Au delà de l’intention de diminuer les émissions de gaz à effet de serre, certains élus ont pris conscience du désir des habitants de profiter d’un espace urbain apaisé, moins bruyant.

« La question de la qualité de l’air est un enjeu de santé publique mais on a aussi cette préoccupation de libérer de l’espace public », déclare Jeanne Barseghian. La candidate EELV préconise l’optimisation des parkings existants tout en développant des parkings relais à l’entrée de la ville. Des parkings « nouvelle génération » qui permettent de stationner sa voiture et de rejoindre le centre-ville via d’autres moyens de transports plus doux, tels que le vélo ou le tramway comme c’est le cas du côté de Rotonde. « Mon but n’est pas d’interdire les voitures, comme je l’entends parfois dans des discours un peu caricaturaux, mais plutôt d’accompagner le report vers d’autres modes de déplacement quand c’est possible », poursuit-elle. 

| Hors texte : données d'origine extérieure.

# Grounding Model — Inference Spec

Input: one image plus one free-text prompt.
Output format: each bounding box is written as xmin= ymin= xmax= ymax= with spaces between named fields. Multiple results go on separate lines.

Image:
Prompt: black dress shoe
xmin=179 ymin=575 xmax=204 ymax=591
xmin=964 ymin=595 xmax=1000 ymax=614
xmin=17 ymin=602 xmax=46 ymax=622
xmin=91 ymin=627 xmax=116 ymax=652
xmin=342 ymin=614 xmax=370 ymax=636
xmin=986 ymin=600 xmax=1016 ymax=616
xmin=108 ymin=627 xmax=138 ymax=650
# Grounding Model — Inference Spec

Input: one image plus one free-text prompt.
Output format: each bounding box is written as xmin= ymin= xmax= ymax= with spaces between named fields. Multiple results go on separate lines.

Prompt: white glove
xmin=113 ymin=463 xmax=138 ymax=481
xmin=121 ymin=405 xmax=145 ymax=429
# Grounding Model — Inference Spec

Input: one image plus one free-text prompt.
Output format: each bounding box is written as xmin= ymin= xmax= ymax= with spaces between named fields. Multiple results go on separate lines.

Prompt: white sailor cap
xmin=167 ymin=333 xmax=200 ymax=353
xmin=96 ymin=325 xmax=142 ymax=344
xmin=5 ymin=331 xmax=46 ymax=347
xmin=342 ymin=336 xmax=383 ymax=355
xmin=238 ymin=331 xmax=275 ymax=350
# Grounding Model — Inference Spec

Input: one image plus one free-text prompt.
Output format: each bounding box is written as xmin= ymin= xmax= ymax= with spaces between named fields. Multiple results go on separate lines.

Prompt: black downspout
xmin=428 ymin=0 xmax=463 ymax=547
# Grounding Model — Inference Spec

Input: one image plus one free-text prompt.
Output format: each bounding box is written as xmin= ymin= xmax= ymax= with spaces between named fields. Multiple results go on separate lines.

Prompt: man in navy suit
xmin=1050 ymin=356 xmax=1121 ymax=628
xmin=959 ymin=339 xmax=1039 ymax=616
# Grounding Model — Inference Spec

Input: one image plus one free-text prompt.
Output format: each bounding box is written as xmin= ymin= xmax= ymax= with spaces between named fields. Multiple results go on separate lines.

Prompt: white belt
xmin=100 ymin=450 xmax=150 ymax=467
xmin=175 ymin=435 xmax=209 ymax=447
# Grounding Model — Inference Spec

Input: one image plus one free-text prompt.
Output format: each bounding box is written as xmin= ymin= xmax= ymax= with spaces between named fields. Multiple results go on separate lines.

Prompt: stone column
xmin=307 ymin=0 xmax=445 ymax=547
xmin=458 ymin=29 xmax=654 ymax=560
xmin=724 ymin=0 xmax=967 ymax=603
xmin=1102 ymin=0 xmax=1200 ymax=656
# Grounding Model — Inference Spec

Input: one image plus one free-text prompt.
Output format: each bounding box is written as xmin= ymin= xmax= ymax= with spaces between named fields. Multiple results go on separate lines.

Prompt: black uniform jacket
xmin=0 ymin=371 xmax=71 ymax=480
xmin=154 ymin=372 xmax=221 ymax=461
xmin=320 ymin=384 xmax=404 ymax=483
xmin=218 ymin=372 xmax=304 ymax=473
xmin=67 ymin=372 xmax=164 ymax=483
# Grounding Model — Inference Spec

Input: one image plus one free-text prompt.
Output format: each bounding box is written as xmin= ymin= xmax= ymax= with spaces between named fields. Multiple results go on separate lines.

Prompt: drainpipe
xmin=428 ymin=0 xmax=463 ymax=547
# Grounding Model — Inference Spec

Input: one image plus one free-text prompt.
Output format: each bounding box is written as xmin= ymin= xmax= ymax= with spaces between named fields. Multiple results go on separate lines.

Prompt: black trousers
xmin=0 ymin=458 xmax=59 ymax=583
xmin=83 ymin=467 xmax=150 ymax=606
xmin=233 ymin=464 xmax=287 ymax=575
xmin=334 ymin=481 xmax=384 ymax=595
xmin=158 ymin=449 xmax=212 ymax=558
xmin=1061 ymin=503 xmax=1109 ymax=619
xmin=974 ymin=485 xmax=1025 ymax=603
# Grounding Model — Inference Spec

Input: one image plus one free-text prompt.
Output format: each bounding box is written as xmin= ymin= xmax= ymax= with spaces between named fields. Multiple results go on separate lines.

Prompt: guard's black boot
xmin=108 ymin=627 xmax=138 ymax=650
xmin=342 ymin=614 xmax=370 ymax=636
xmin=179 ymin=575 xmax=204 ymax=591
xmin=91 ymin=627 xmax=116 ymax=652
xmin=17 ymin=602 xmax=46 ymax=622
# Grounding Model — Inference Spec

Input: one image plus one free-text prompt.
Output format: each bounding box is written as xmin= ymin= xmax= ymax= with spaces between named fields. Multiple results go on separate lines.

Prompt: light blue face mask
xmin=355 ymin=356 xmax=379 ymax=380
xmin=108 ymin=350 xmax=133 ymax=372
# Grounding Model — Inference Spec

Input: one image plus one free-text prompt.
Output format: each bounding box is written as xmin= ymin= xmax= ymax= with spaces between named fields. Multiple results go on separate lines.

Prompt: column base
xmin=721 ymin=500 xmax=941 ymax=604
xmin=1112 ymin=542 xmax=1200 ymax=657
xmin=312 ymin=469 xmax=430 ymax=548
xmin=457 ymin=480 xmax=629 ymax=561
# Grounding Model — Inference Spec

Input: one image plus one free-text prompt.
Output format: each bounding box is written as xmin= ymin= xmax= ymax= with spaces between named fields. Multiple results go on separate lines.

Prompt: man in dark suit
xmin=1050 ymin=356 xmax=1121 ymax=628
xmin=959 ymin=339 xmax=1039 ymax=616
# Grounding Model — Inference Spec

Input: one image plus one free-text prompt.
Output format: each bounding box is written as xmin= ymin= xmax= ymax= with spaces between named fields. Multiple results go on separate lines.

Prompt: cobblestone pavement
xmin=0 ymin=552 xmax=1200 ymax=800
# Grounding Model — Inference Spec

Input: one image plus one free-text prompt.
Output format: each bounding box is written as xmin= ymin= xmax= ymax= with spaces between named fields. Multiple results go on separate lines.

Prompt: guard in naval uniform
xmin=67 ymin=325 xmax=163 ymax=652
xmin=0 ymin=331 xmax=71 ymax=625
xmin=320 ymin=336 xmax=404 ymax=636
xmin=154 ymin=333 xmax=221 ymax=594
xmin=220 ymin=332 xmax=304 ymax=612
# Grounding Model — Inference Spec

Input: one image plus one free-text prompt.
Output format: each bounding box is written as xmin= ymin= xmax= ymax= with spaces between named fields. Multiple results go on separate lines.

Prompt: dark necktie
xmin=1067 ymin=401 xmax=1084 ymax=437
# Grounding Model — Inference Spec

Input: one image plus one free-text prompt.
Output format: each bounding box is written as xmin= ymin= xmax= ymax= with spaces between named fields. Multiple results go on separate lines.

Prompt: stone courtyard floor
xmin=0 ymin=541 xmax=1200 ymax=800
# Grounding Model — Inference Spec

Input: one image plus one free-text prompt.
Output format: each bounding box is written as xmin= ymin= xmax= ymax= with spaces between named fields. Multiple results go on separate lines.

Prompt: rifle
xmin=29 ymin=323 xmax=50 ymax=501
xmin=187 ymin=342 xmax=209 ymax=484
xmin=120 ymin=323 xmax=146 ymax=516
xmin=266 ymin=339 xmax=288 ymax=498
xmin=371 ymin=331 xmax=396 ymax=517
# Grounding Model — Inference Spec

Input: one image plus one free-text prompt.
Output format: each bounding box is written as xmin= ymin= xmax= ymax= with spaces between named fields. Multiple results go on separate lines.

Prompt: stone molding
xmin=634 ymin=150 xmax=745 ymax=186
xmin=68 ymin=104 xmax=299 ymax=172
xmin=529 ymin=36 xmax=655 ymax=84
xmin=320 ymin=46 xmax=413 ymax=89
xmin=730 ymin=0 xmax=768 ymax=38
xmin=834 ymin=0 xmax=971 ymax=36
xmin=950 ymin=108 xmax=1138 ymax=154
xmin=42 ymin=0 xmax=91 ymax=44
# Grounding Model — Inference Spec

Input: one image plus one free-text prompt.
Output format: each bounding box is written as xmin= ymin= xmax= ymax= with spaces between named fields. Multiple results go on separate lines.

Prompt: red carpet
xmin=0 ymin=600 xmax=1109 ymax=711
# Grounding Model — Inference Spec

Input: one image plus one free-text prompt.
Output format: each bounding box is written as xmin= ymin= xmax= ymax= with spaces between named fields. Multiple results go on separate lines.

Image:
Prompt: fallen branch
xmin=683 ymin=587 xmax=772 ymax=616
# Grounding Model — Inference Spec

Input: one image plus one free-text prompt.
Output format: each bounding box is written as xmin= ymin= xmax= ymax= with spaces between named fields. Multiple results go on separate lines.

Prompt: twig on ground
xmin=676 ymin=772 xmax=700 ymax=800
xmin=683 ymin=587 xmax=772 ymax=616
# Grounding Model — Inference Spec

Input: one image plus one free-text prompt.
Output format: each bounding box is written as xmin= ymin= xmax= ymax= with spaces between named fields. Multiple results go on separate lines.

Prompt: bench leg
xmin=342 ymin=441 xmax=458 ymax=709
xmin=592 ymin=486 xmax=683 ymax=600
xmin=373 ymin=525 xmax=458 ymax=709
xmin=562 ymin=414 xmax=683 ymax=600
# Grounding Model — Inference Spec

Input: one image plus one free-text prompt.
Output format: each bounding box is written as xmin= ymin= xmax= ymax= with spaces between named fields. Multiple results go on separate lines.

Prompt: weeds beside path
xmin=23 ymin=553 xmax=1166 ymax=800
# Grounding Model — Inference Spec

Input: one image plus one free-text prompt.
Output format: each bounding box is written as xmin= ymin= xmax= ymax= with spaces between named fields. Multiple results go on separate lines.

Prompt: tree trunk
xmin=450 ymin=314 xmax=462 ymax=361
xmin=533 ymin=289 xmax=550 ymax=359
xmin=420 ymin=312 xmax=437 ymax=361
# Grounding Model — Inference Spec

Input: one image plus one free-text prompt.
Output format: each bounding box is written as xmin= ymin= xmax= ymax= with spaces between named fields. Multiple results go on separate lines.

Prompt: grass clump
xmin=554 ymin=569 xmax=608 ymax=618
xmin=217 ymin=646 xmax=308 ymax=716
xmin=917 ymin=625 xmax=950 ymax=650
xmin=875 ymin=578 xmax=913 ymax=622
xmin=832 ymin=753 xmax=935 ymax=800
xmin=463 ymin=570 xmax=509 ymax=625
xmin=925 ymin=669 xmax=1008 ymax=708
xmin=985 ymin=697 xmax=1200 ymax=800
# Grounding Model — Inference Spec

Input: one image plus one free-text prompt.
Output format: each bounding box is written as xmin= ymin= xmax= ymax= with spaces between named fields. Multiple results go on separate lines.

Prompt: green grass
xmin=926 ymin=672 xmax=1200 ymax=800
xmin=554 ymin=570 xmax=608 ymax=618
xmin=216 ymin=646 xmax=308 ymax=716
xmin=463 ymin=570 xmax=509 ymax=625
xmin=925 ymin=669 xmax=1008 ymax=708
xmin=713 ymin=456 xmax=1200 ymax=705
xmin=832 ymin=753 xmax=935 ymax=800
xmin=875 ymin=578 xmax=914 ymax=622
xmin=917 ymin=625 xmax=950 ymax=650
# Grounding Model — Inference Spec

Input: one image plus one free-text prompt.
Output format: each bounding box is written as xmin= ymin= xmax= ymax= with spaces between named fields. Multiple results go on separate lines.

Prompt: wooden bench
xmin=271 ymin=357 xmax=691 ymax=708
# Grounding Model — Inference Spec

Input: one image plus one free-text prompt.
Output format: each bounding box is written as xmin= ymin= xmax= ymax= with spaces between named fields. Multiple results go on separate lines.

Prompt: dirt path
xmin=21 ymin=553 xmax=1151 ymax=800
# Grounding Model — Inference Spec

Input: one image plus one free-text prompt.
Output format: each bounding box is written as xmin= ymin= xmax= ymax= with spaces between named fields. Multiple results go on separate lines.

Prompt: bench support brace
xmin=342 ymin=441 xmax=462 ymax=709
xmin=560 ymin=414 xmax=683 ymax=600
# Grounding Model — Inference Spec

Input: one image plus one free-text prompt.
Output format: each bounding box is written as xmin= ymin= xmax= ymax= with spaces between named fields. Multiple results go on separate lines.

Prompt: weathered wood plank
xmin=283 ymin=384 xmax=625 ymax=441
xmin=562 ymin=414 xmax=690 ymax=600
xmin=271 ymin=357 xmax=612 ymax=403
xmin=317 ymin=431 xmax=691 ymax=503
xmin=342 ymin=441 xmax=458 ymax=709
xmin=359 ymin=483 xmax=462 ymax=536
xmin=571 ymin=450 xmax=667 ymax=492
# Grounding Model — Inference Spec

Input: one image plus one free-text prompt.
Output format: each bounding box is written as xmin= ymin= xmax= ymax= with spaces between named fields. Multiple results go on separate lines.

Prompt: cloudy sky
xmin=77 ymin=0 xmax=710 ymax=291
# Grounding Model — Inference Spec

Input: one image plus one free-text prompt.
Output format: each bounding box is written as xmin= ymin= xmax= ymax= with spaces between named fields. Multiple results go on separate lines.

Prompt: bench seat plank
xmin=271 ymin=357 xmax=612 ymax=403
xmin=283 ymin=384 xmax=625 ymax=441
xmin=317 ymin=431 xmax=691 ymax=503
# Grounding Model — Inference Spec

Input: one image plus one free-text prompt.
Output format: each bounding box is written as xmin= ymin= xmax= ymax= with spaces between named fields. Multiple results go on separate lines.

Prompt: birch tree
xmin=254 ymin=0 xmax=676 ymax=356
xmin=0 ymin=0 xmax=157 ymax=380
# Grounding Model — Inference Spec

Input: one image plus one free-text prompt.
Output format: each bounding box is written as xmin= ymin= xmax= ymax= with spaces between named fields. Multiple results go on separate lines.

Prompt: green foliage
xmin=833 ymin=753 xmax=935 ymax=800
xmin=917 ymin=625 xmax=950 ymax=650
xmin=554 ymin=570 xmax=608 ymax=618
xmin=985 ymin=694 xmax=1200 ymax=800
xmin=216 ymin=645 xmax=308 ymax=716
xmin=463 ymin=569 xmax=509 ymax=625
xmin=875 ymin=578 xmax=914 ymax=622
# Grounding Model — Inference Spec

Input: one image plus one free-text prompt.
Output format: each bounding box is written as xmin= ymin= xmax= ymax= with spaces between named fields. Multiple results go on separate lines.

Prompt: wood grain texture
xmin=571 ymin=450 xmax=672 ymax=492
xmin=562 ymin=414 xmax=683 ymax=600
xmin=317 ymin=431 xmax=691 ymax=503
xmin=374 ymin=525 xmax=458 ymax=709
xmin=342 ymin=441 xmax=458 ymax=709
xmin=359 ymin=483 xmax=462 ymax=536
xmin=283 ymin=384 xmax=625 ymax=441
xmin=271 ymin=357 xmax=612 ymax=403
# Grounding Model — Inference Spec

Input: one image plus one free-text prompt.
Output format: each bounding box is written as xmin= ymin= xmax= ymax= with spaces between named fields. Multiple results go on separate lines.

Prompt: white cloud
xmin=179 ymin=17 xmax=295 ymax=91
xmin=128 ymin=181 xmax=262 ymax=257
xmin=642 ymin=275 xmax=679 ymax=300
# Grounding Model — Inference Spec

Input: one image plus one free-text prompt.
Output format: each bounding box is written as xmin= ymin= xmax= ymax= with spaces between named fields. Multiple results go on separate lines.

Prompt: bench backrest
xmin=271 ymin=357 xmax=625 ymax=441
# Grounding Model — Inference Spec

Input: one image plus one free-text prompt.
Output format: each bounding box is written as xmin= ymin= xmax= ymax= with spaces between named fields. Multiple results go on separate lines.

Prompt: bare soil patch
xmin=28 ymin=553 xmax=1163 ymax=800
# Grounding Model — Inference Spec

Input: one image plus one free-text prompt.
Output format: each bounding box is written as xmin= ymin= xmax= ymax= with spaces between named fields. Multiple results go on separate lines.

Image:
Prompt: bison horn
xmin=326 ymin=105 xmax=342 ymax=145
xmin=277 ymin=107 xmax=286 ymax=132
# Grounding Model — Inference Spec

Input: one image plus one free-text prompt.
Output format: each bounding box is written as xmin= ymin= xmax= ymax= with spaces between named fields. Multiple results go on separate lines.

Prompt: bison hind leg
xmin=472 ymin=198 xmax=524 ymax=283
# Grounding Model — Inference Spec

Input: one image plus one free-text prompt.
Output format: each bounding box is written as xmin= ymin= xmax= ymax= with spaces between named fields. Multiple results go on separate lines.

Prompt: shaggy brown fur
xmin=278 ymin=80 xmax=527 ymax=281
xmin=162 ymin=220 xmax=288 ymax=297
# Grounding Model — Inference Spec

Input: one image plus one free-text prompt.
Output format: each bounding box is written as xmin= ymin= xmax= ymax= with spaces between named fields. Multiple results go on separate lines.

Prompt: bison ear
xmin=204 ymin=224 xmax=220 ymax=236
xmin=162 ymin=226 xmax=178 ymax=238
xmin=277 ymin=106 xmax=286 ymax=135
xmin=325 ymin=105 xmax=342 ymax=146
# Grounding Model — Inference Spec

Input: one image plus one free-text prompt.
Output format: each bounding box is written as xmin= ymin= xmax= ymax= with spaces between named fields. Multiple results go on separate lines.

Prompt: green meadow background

Une idée partagée par Catherine Trautmann et Alain Fontanel, lesquels se montrent néanmoins plus nuancés sur ce sujet. Les deux candidats plaident en faveur d’un retour à la gratuité du stationnement. Quotidiennement entre midi et 14 heures afin de « soutenir l’activité commerciale du centre-ville », pour l’actuel premier adjoint. Tous les premiers samedis de chaque mois, de 9 heures à 14 heures, auxquels Catherine Trautmann ajoute dix jours annuels de stationnement gratuit, fixés en concertation avec les commerçants. Ces derniers ont souffert de ce que Jean-Philippe Vetter qualifie de « politique anti-voiture », assure t-il. Lui porte le projet de création d’un nouveau parking souterrain rue du Vieux-Marché-aux-Poissons. Autant de propositions qui plaident pour des voitures dans le centre.

Et si Strasbourg s’inspirait du modèle d’Oslo ? Depuis le début d’année, le centre-ville de la capitale norvégienne, où la voiture a été totalement chassée, est réservé aux bus et aux vélos. Un concept qui a inspiré Chantal Cutajar. La tête de liste Citoyens engagés va plus loin que ses adversaires et entend créer des zones réservées aux piétons et aux cyclistes un peu partout dans la ville.

La candidate Chantal Cutajar imagine une zone réservée aux piétons, qui s'étendrait de la gare jusqu'au parc de la Citadelle. Capture d'écran d'agissonsensemble2020.com

La zone à faibles émissions divise

Réuni le 23 septembre dernier, le conseil municipal avait entériné le projet d’une ZFE, zone à faibles émissions, sur tout le périmètre de la ville de Strasbourg. Le calendrier prévoit l’interdiction progressive des véhicules les plus polluants sur la base des vignettes Crit’Air avec, en ligne de mire, le bannissement des moteurs diesel en 2025.

En clair, dès le 1er janvier 2021 les véhicules sans vignette Crit’Air ne pourront plus circuler dans Strasbourg, puis ceux répertoriés Crit’Air 5 en 2022, les Crit’Air 4 en 2023, les Crit’Air 3 en 2024 et enfin les Crit’Air 2 en 2025. Si le projet de ZFE sert de cadre légal, c’est au maire que reviendra le pouvoir de prendre des arrêtés municipaux pour imposer ces interdictions de circuler. Et le moins que l’on puisse dire, c’est que la mesure ne fait pas l’unanimité chez les candidats.

Seule Jeanne Barseghian s’engage à tenir cet échéancier. Alain Fontanel et Catherine Trautmann, d’accord sur le principe, émettent cependant quelques conditions. La socialiste juge nécessaire la mise en place de mesures d’accompagnement, notamment financières. Un point sur lequel le marcheur la rejoint. Ce dernier espère former une convention citoyenne pour apporter des solutions.

Jean-Philippe Vetter et Hombeline du Parc veulent, quant à eux, repousser de cinq ans le calendrier de la ZFE. Pour la candidate du Rassemblement national, pas de doute, c’est « encore les classes populaires qui en feraient les frais », martèle-t-elle. Dans un article des Dernières nouvelles d'Alsace paru le 18 septembre 2019, Christel Kohler, actuelle adjointe chargée des questions environnementales, explique que les véhicules Crit'Air 5 ou sans vignette concerneraient 7 900 véhicules (mis en service avant 1997), mais dont l’immense majorité sont possédés par des foyers à faibles revenus.

Si tous les candidats ne sont pas sur la même longueur d’ondes, il va leur falloir arbitrer entre urgence climatique et fin de mois.